Usually, enhancer function is studied in systems with a single cognate gene (14). An intriguing novel aspect contributed by our work results from the fact that the mCMV MIE enhancer (13), unlike the hCMV MIE enhancer (8), governs two cognate genes by which it is flanked, namely, ie1/3 and ie2. This gave us the unique opportunity to test the symmetry of enhancer action, that is, to test whether both genes are expressed synchronously resulting in a congruent pattern of variegation. Notably, transcription proved to occur asynchronously from both ends of the enhancer and proved to be asymmetrical in that the in vivo expression probabilities were different for the two flanking genes. This result was not expected. The distribution of transcription factor binding sites on the enhancer is not symmetrical (8, 13), and such an intrinsic structural asymmetry might predilect for the observed asymmetry in gene expression. However, the luciferase reporter gene assays demonstrated that the asymmetry was not based on a difference in the basal strengths of the separated regulatory units P1/3-E and E-P2. Possibly, asymmetry only becomes apparent when the enhancer has to aid the formation of two competing transcription initiation complexes.

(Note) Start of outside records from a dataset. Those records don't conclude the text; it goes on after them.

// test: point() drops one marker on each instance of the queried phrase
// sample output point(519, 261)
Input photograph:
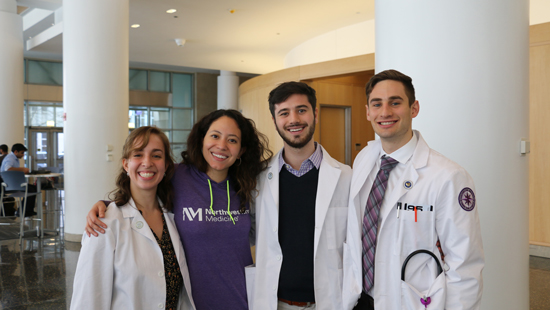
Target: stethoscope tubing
point(439, 269)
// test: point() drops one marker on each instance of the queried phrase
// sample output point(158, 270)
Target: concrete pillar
point(469, 61)
point(228, 90)
point(95, 92)
point(11, 75)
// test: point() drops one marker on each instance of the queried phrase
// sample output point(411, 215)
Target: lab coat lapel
point(362, 170)
point(172, 230)
point(272, 181)
point(329, 174)
point(138, 223)
point(418, 160)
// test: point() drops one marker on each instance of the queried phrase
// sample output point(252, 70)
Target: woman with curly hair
point(213, 187)
point(121, 269)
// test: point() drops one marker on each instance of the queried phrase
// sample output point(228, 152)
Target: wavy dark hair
point(393, 75)
point(137, 141)
point(253, 161)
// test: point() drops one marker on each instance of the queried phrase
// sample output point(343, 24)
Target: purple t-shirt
point(216, 249)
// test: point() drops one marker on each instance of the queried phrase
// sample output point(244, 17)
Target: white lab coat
point(331, 207)
point(436, 181)
point(124, 268)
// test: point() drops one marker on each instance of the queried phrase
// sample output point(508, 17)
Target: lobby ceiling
point(249, 36)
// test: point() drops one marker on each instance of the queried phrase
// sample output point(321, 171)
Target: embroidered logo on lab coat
point(467, 199)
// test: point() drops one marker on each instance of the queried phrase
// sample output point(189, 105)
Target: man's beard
point(303, 142)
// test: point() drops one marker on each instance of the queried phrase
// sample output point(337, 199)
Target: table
point(39, 197)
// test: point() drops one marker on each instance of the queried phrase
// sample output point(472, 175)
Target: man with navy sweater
point(301, 213)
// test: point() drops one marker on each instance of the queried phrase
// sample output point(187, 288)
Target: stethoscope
point(426, 300)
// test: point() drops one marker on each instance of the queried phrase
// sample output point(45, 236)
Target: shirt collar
point(404, 153)
point(316, 158)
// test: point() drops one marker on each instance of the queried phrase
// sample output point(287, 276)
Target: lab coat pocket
point(250, 274)
point(433, 298)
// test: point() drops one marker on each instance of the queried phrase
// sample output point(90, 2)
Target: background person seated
point(10, 162)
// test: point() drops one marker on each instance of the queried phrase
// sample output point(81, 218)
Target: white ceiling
point(253, 39)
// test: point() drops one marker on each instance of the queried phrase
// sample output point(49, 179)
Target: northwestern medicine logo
point(209, 216)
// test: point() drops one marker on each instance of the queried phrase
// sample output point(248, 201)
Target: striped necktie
point(370, 220)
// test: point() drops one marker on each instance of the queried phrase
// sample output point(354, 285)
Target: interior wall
point(539, 132)
point(253, 93)
point(347, 90)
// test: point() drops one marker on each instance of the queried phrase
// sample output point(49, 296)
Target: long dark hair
point(253, 161)
point(137, 141)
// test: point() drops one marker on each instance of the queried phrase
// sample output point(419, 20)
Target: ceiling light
point(180, 42)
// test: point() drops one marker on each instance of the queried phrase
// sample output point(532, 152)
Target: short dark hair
point(18, 147)
point(393, 75)
point(283, 91)
point(253, 161)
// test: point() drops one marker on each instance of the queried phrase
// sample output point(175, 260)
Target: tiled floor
point(39, 274)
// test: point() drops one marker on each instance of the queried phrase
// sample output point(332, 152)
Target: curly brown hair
point(253, 161)
point(137, 141)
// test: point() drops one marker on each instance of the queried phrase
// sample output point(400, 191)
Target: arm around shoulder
point(93, 281)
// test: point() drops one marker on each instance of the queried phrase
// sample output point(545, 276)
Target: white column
point(228, 90)
point(11, 75)
point(95, 91)
point(469, 61)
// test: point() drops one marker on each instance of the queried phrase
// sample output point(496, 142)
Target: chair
point(58, 187)
point(17, 185)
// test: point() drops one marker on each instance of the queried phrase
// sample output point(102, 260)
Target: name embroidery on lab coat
point(409, 207)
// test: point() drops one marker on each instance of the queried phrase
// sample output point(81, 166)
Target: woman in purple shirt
point(212, 189)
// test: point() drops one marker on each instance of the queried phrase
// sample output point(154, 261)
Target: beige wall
point(349, 91)
point(539, 132)
point(254, 92)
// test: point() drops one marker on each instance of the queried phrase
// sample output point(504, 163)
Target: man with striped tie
point(406, 197)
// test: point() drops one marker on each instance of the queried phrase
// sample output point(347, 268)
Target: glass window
point(180, 136)
point(137, 117)
point(45, 72)
point(159, 81)
point(183, 119)
point(160, 117)
point(59, 117)
point(138, 79)
point(182, 90)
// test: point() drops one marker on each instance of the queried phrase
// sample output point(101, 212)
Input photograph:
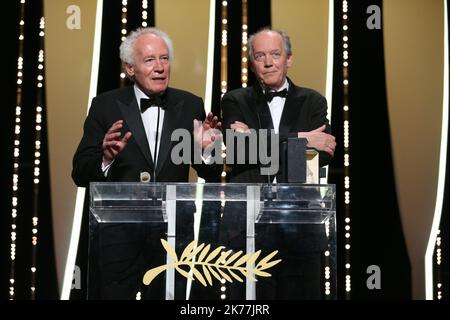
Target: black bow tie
point(157, 101)
point(270, 94)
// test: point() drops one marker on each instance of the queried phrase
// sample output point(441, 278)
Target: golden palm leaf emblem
point(227, 265)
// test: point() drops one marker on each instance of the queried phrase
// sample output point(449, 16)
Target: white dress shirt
point(150, 120)
point(276, 107)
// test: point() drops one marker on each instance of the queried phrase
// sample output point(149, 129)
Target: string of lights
point(37, 154)
point(16, 154)
point(144, 13)
point(123, 31)
point(346, 117)
point(244, 48)
point(438, 280)
point(223, 90)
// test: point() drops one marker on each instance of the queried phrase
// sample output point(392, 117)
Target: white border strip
point(330, 64)
point(78, 214)
point(330, 57)
point(210, 63)
point(442, 168)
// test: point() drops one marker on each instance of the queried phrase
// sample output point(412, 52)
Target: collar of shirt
point(150, 121)
point(276, 107)
point(284, 86)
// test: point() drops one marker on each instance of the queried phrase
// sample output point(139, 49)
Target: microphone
point(268, 194)
point(155, 155)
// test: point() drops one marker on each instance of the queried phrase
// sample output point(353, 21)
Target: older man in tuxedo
point(276, 103)
point(128, 133)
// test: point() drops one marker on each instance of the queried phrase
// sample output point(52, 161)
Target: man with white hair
point(127, 137)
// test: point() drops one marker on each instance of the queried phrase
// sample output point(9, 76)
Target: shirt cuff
point(105, 168)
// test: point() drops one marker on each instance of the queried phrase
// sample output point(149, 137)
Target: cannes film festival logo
point(204, 264)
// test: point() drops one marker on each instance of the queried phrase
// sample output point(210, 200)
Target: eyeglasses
point(152, 60)
point(261, 56)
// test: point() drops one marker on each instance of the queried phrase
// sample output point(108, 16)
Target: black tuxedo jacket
point(107, 108)
point(304, 110)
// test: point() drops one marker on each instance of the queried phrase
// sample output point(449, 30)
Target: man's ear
point(129, 69)
point(289, 60)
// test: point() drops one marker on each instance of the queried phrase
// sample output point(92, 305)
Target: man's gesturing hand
point(112, 143)
point(320, 140)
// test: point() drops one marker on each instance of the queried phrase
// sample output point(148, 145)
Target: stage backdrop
point(68, 50)
point(299, 18)
point(414, 59)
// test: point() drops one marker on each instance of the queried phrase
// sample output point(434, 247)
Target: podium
point(211, 241)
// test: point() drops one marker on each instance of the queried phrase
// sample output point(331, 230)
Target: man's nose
point(158, 66)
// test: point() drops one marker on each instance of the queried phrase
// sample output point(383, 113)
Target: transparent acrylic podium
point(283, 236)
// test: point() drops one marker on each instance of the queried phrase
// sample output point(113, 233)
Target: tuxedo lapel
point(132, 116)
point(171, 118)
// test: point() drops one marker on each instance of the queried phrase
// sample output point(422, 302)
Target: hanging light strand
point(123, 34)
point(346, 117)
point(16, 154)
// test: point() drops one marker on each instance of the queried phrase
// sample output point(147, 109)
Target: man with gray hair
point(128, 138)
point(128, 130)
point(276, 103)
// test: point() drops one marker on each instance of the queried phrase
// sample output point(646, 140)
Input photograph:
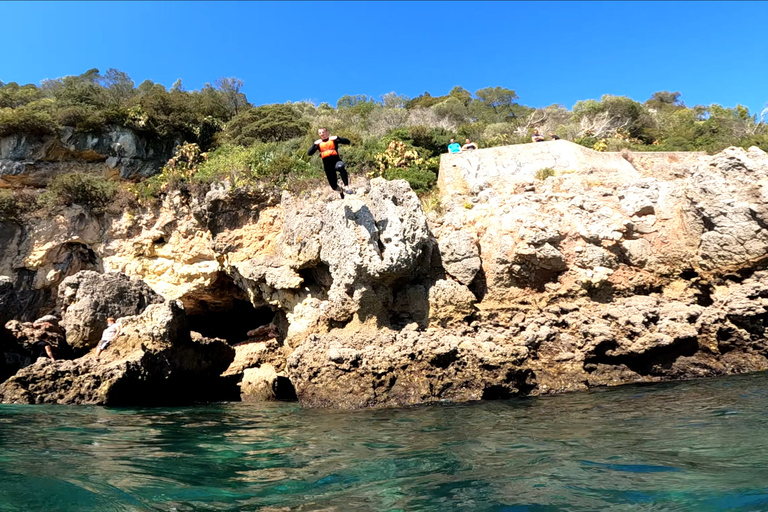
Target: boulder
point(22, 343)
point(154, 361)
point(394, 369)
point(88, 298)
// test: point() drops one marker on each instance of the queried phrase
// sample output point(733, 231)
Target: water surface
point(700, 445)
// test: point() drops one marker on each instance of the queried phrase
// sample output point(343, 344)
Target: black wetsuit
point(332, 162)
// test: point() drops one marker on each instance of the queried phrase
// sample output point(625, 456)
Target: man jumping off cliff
point(329, 152)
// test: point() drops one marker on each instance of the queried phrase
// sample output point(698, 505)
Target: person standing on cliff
point(108, 336)
point(332, 162)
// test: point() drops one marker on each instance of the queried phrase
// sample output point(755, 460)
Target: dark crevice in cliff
point(231, 324)
point(743, 332)
point(517, 383)
point(479, 285)
point(224, 311)
point(653, 361)
point(319, 275)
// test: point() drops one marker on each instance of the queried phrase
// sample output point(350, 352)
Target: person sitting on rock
point(43, 349)
point(332, 162)
point(108, 336)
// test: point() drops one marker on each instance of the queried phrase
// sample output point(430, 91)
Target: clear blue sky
point(548, 52)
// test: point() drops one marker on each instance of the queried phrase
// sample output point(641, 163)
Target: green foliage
point(26, 120)
point(13, 96)
point(400, 160)
point(545, 173)
point(268, 123)
point(92, 192)
point(499, 100)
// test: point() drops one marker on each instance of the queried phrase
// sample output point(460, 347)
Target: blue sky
point(548, 52)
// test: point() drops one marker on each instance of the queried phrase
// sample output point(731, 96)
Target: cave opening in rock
point(224, 311)
point(231, 324)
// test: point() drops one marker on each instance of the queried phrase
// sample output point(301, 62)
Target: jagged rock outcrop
point(22, 343)
point(153, 361)
point(399, 368)
point(88, 298)
point(32, 160)
point(605, 273)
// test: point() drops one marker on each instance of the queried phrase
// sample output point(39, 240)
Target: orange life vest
point(328, 148)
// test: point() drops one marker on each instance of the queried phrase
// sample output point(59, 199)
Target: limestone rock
point(387, 368)
point(88, 298)
point(460, 256)
point(153, 362)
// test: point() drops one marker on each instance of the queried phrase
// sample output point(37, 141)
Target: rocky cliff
point(546, 268)
point(32, 160)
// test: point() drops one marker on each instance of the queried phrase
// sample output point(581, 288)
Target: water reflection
point(698, 445)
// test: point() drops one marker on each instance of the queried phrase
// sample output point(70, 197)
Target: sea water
point(699, 445)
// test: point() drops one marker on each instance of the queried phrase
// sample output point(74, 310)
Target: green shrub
point(93, 192)
point(26, 120)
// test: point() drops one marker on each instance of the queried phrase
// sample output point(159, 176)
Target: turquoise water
point(699, 445)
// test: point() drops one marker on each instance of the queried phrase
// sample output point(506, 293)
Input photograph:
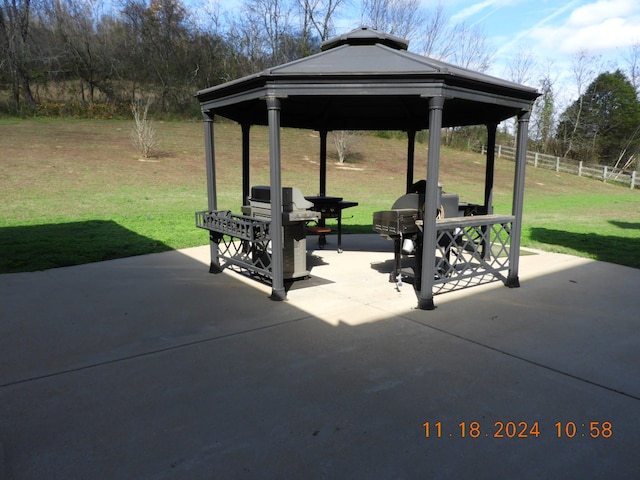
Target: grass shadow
point(607, 248)
point(40, 247)
point(625, 225)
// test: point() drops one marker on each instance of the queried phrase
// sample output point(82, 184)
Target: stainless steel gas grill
point(296, 211)
point(244, 241)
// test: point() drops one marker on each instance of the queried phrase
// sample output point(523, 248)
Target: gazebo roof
point(367, 80)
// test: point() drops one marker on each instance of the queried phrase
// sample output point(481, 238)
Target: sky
point(553, 30)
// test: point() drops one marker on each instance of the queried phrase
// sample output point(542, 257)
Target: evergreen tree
point(607, 126)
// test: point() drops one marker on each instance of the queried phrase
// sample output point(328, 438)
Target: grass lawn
point(76, 191)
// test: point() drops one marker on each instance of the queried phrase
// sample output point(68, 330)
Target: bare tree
point(402, 18)
point(343, 140)
point(434, 40)
point(143, 135)
point(319, 16)
point(15, 28)
point(633, 66)
point(520, 67)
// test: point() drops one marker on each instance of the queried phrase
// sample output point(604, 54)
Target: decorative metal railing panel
point(242, 241)
point(471, 251)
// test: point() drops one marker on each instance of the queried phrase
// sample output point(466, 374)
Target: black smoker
point(403, 224)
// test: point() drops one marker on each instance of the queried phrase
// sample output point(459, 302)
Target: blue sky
point(553, 28)
point(553, 31)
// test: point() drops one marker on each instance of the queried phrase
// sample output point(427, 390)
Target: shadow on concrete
point(40, 247)
point(606, 248)
point(152, 368)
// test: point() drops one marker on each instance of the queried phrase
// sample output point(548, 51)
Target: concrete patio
point(151, 368)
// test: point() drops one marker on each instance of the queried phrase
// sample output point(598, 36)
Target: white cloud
point(598, 27)
point(479, 7)
point(603, 9)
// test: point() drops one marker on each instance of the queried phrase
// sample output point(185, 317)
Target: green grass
point(76, 191)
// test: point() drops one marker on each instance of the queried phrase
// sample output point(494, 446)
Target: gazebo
point(367, 80)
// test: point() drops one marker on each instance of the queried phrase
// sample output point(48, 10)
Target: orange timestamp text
point(519, 429)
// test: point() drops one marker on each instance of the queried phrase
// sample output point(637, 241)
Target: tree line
point(96, 57)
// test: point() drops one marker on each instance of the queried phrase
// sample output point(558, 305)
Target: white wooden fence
point(600, 172)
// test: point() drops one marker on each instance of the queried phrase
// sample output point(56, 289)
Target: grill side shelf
point(238, 226)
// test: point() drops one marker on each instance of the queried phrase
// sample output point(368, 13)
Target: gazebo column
point(425, 299)
point(210, 159)
point(490, 168)
point(411, 153)
point(323, 162)
point(246, 172)
point(275, 230)
point(518, 198)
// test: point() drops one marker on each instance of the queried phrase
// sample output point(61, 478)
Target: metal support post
point(425, 300)
point(411, 153)
point(275, 230)
point(212, 198)
point(518, 199)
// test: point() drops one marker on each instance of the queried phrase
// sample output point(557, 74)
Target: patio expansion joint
point(153, 352)
point(526, 360)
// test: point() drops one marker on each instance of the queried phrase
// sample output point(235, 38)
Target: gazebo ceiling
point(367, 80)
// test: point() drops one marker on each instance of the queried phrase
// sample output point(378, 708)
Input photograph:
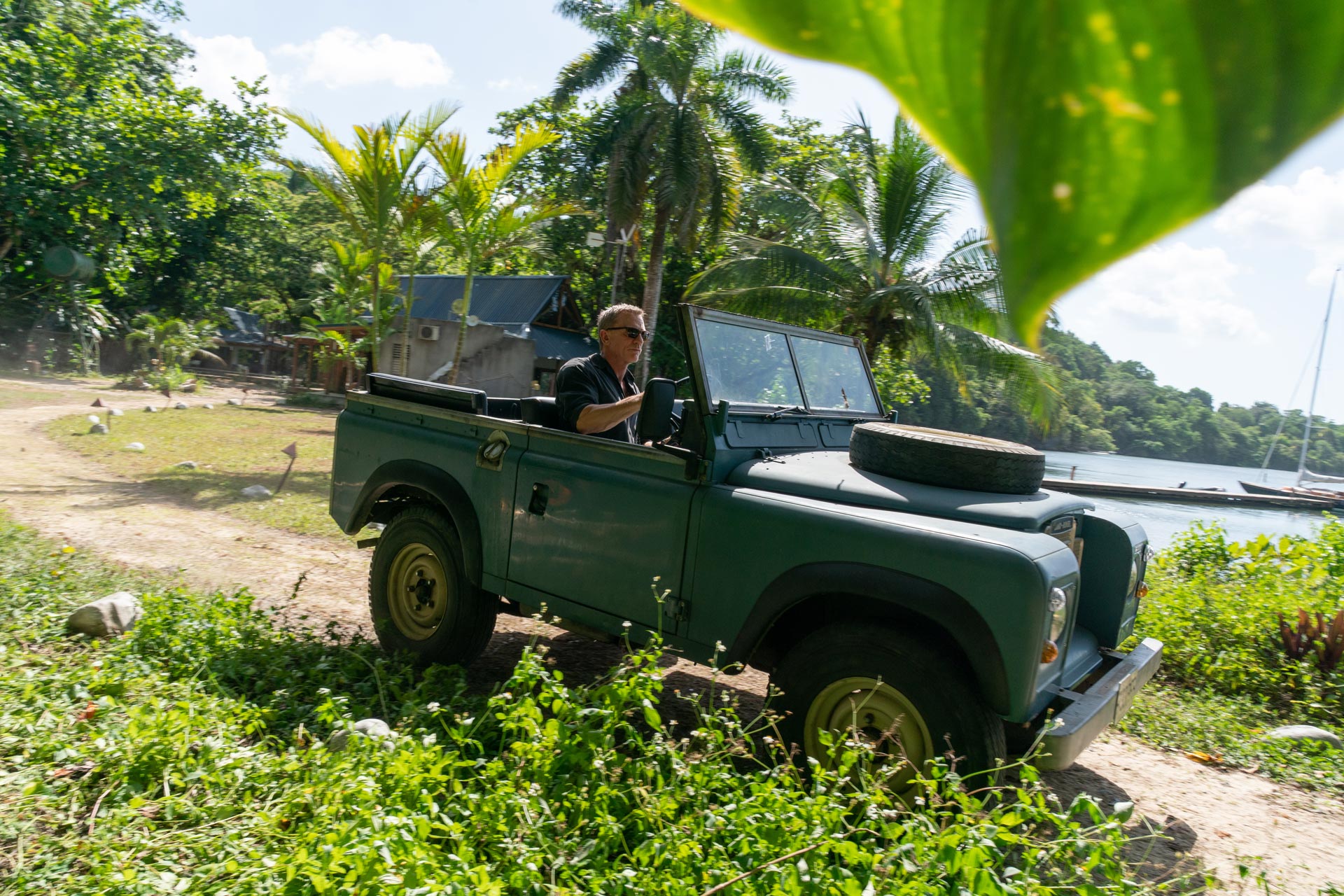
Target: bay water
point(1163, 519)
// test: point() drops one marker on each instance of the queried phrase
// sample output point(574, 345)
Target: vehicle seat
point(542, 412)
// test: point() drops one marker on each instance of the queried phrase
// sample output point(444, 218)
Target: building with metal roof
point(521, 331)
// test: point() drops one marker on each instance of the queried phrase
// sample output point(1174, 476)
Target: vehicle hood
point(831, 477)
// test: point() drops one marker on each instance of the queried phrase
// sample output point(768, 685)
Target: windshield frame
point(692, 315)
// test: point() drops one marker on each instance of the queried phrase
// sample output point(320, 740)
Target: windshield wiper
point(778, 413)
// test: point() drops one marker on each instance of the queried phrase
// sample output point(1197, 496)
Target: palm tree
point(678, 131)
point(476, 214)
point(374, 183)
point(862, 258)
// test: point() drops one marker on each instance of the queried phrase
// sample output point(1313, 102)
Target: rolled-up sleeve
point(575, 388)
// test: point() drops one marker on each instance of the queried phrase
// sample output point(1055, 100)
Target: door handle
point(540, 492)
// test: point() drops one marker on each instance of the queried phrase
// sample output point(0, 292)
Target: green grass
point(1230, 732)
point(234, 448)
point(188, 757)
point(1226, 679)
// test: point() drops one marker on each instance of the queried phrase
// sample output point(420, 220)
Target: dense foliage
point(101, 150)
point(191, 755)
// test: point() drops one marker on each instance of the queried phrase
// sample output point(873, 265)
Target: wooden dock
point(1183, 496)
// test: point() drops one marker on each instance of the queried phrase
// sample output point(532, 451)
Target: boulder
point(375, 729)
point(1307, 732)
point(105, 617)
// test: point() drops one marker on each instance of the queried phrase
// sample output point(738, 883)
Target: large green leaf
point(1091, 127)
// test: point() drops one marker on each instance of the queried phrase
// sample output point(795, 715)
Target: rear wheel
point(910, 700)
point(420, 596)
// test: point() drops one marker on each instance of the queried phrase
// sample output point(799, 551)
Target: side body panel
point(385, 444)
point(976, 582)
point(594, 522)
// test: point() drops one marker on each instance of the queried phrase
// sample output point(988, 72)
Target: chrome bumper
point(1093, 710)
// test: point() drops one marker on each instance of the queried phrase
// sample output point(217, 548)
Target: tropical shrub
point(1217, 606)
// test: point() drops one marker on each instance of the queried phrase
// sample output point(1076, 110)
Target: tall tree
point(860, 257)
point(479, 213)
point(374, 183)
point(101, 150)
point(679, 130)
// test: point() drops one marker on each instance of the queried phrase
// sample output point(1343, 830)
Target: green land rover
point(911, 586)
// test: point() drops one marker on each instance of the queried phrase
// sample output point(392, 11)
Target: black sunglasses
point(634, 332)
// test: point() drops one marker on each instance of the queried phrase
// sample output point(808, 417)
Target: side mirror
point(656, 410)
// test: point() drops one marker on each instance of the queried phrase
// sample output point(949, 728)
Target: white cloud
point(223, 58)
point(1171, 289)
point(342, 58)
point(511, 83)
point(1310, 213)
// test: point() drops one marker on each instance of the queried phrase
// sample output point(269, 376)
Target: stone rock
point(105, 617)
point(375, 729)
point(1307, 732)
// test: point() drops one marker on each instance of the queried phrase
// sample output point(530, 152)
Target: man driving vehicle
point(597, 396)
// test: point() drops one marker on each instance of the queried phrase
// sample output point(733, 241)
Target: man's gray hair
point(609, 315)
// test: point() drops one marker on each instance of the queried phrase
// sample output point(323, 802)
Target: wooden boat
point(1336, 498)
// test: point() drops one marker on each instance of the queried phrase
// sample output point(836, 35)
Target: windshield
point(749, 365)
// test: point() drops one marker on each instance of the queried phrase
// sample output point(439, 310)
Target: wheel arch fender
point(806, 597)
point(416, 481)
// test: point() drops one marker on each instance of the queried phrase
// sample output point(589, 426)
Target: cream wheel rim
point(872, 711)
point(417, 592)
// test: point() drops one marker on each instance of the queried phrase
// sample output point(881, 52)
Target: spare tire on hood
point(951, 460)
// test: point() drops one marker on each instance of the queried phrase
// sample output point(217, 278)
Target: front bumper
point(1101, 704)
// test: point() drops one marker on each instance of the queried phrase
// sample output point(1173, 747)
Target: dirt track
point(1217, 816)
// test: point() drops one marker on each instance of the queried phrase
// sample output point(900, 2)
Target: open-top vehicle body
point(876, 597)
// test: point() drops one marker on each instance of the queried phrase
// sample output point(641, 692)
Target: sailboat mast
point(1320, 356)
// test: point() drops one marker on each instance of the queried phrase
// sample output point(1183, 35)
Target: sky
point(1231, 304)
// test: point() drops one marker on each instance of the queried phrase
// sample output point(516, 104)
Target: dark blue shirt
point(590, 381)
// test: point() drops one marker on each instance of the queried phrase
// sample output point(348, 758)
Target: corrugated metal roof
point(495, 300)
point(244, 327)
point(555, 343)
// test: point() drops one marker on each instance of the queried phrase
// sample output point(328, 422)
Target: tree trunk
point(372, 324)
point(654, 286)
point(461, 324)
point(406, 321)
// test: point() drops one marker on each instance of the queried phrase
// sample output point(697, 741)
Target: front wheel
point(420, 596)
point(910, 700)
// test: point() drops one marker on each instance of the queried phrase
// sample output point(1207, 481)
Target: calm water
point(1163, 520)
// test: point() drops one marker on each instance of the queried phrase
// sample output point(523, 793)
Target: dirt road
point(1215, 816)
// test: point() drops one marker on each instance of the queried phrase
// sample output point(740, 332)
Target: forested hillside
point(1119, 406)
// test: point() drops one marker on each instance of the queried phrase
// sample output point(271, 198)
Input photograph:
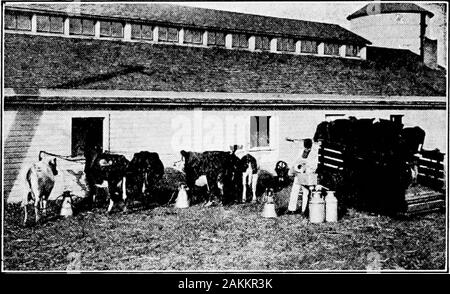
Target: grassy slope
point(222, 238)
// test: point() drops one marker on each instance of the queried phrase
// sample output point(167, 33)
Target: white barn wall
point(168, 131)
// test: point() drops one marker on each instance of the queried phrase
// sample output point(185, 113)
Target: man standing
point(304, 170)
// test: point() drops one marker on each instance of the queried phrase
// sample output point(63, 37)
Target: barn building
point(163, 78)
point(398, 26)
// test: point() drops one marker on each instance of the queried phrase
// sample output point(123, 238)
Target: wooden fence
point(427, 196)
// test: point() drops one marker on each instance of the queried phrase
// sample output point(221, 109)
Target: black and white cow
point(144, 171)
point(217, 170)
point(41, 180)
point(108, 171)
point(248, 167)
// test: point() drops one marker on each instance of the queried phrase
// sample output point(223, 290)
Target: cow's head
point(179, 165)
point(52, 165)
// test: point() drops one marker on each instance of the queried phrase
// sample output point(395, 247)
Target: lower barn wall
point(26, 132)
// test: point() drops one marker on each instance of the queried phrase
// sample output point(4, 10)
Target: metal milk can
point(316, 208)
point(331, 207)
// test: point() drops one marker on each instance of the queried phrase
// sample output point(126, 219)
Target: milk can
point(331, 207)
point(316, 208)
point(182, 199)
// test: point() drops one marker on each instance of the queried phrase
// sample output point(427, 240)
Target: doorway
point(87, 132)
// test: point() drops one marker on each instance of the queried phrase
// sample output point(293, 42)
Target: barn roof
point(378, 8)
point(205, 18)
point(32, 61)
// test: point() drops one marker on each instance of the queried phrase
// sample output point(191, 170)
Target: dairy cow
point(41, 180)
point(144, 171)
point(217, 170)
point(107, 171)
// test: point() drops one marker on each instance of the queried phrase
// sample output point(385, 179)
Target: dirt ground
point(221, 238)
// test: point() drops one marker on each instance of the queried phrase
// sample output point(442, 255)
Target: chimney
point(74, 8)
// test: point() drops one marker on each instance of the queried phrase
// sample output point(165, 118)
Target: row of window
point(139, 31)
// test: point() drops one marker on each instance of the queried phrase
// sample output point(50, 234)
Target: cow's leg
point(254, 182)
point(294, 196)
point(111, 202)
point(124, 193)
point(305, 197)
point(244, 186)
point(37, 203)
point(26, 214)
point(144, 180)
point(44, 207)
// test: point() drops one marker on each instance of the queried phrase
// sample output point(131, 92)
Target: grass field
point(222, 238)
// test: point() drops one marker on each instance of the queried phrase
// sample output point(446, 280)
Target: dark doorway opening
point(86, 134)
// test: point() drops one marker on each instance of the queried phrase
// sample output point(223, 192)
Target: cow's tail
point(234, 149)
point(27, 195)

If the function of the activated enhancer is to open a chromatin-like structure for the transcription initiation complex, one may wonder why ie1 and ie2 are transcribed independently and with different probabilities. However, one has to consider that the distance between the two 5′ start sites is 1,375 bp, which is equivalent to the distance of seven nucleosomes in cellular DNA. Although the precise organization of the episomal latent viral DNA is not yet known, this comparison can help us to understand that the two ends of the enhancer are not necessarily simultaneously open or closed, but we admit that at the moment we can only speculate and that there may be other explanations for our data.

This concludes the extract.